SAFTU totally rejects Eskom’s via the its crisis is the result of employing too many workers, who must now pay the ultimate price for the crisis they did not create.
It is unfortunate therefore that it has support from Sikonathi Mantshantsha, the deputy editor of the Financial Mail. He has done excellent work in exposing the rot in Eskom and other state-owned enterprises, but SAFTU totally rejects his arguments, in an article in Business Day entitled “Eskom has no option but to shed its bloated staff load”.
He argues “That Eskom has approached its wage negotiations season with an offer to not increase salaries in 2018 is absolutely the correct position for an organisation with its kind of problems. For many years it has not been generating enough cash to pay salaries and fund its operating needs.
“Freezing wage increases is just the start of what the state-owned company needs to do, as it borrows money to pay debt and salaries… Today, Eskom employs 47,658 people to generate less than 47,000MW of power… For Eskom to survive it needs to immediately retrench all the 16,000 people it unnecessarily employed a few years ago — about 33% of the workforce. The trade unions that represent them — the National Union of Metalworkers of SA, Solidarity and the National Union of Mineworkers — also need to realise that killing Eskom with unaffordable wage demands will impoverish all their members sooner than they think.”
This argument is based on the capitalist ideology, espoused by the Financial Mail and big business. that puts profitability before everything else, including the fate of thousands of workers and their families. SAFTU will never agree that 16 000 skilled and experienced workers must be thrown on to the streets to join the millions of the unemployed, just to rescue Eskom from its crisis.
Privatisation and IPPs
Even more jobs will be lost following the announcement by energy ministerJeff Radebe that the government is to privatise more electricity generation from renewable sources, to private capitalist independent power producers
SAFTU is in favour of using the sun, wind and water to generate electricity and reduce the reliance of coal, which is both non-renewable and harmful to the environment and the health of the people around coal-fired power stations.
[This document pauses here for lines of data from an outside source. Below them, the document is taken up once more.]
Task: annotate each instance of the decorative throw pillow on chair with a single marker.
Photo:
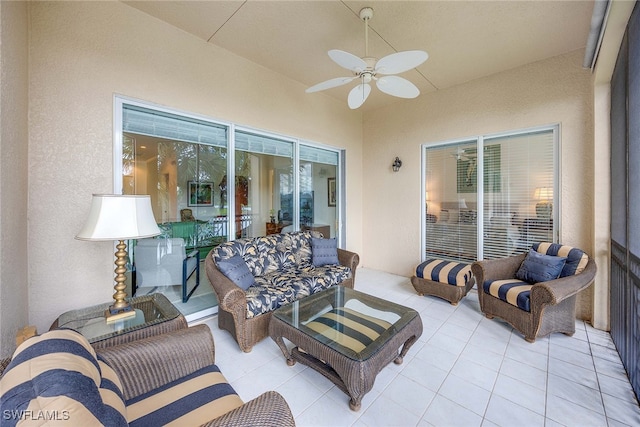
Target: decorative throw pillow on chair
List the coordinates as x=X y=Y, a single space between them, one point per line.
x=537 y=267
x=324 y=252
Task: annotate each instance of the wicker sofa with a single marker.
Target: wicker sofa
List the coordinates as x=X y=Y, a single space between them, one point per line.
x=154 y=381
x=281 y=265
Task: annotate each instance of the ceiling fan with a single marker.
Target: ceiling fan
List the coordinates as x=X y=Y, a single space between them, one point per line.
x=369 y=68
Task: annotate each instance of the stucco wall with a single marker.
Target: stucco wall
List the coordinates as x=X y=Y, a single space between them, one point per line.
x=556 y=90
x=82 y=53
x=13 y=173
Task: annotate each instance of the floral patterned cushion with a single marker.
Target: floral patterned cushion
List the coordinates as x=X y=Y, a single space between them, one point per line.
x=282 y=267
x=267 y=254
x=283 y=287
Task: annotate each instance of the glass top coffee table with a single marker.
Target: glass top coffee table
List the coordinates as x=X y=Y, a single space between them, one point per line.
x=346 y=335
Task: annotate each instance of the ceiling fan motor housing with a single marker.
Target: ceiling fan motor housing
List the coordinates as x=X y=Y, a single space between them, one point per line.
x=366 y=13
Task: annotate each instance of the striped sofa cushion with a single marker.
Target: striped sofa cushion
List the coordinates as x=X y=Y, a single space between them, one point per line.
x=451 y=272
x=349 y=328
x=189 y=401
x=576 y=259
x=57 y=377
x=515 y=292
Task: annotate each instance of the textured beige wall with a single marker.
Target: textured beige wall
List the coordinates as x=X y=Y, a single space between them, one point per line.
x=13 y=173
x=557 y=90
x=82 y=53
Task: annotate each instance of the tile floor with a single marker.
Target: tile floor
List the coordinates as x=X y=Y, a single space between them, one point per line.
x=465 y=370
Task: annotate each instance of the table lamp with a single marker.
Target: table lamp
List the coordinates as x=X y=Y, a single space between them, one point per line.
x=544 y=206
x=119 y=217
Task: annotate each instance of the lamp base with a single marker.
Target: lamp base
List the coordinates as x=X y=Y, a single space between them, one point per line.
x=113 y=315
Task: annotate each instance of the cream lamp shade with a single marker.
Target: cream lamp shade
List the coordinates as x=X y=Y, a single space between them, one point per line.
x=544 y=207
x=119 y=217
x=543 y=193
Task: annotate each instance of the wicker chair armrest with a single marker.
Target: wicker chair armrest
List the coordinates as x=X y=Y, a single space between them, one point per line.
x=494 y=269
x=231 y=297
x=348 y=259
x=267 y=410
x=152 y=362
x=351 y=260
x=555 y=291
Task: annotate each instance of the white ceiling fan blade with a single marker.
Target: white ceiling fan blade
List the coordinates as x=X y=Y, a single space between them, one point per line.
x=347 y=60
x=401 y=61
x=397 y=86
x=358 y=95
x=338 y=81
But this must be done in a way that protects the livelihoods of energy and mining workers and the lives of people in communities most affected by environmental pollution.
Radebe’s plans will do the opposite. On top of the jobs Eskom already wants to cut there will be 40 000 mining jobs lost, as mines, mostly in Mpumalanga, are closed, so that private companies can make profits.
SAFTU cannot agree with the minister’s statement that IPPs will create 61 000 jobs. Most existing renewable energy companies do not employ many workers, when compared to Eskom, and do not offer the same salaries, benefits or improved working conditions.
The workers must not have to pay the price for their bosses’ irresponsibility, by losing their jobs in mines and power stations, as a result of handing over power generation to IPP companies who are only interested in the bottom line.
Conclusion
The fact that Eskom and the governmental are simultaneously going for a wage cut, announcing that over 10 000 jobs are to be cut and bringing in private companies to generate electricity points to only one conclusion - that they are moving towards the privatization of Eskom altogether.
SAFTU sys NO. Electricity generation is a vital public service, supplying power to the people, in industry, schools, hospitals and homes. Its mandate has to be to provide that service as efficiently and cheaply as possible and with the minimum damage the environment. This will be impossible if it is owned and run as a business by private commercial companies.
It must stay in public hands and be democratically run by and in the interests of the people, not as a way to make profits. The Eskom board should be reconstituted with members of civil society, labour, business and government. This will enable the board to clean out all the corrupt and incompetent managers and introduce a culture of transparency and good governance which is so desperately needed.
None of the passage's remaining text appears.